Eén maand voor deze datum stuurt de bevoegde minister, per aangetekende brief, de kabelmaatschappij een uitnodiging tot betalen.
De Administratie van de belasting over de toegevoegde waarde, registratie en domeinen geeft de bevoegde minister kennis van de betaling.

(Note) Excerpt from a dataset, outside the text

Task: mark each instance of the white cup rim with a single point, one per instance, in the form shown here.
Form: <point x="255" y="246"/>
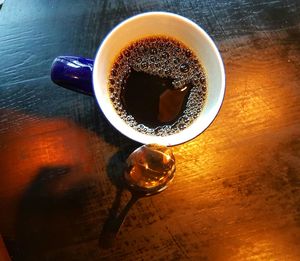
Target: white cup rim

HOOFDSTUK IV. - De schorsing van het doorgeven van sommige programma's
Art. 11.Indien programma's als bedoeld in artikel 23, § 1 van de wet uitgezonden worden, kan de bevoegde minister, hetzij ambtshalve hetzij na klacht, het doorgeven van genoemde programma's schorsen.
Art. 12.De klacht wordt per aangetekende brief met bericht van ontvangst bij de bevoegde minister ingediend binnen vijf dagen na de uitzending van het programma als bedoeld in artikel 23, § 1, van de wet.
Art. 13.De bevoegde minister hoort de aanklager, de omroeporganisatie en de kabelmaatschappij.
Zo nodig kan hij, na de partijen gehoord te hebben, het advies inwinnen van iedere raad, commissie of vereniging die hij nuttig acht.
Dat advies wordt meegedeeld aan de kabelmaatschappij en de omroeporganisatie.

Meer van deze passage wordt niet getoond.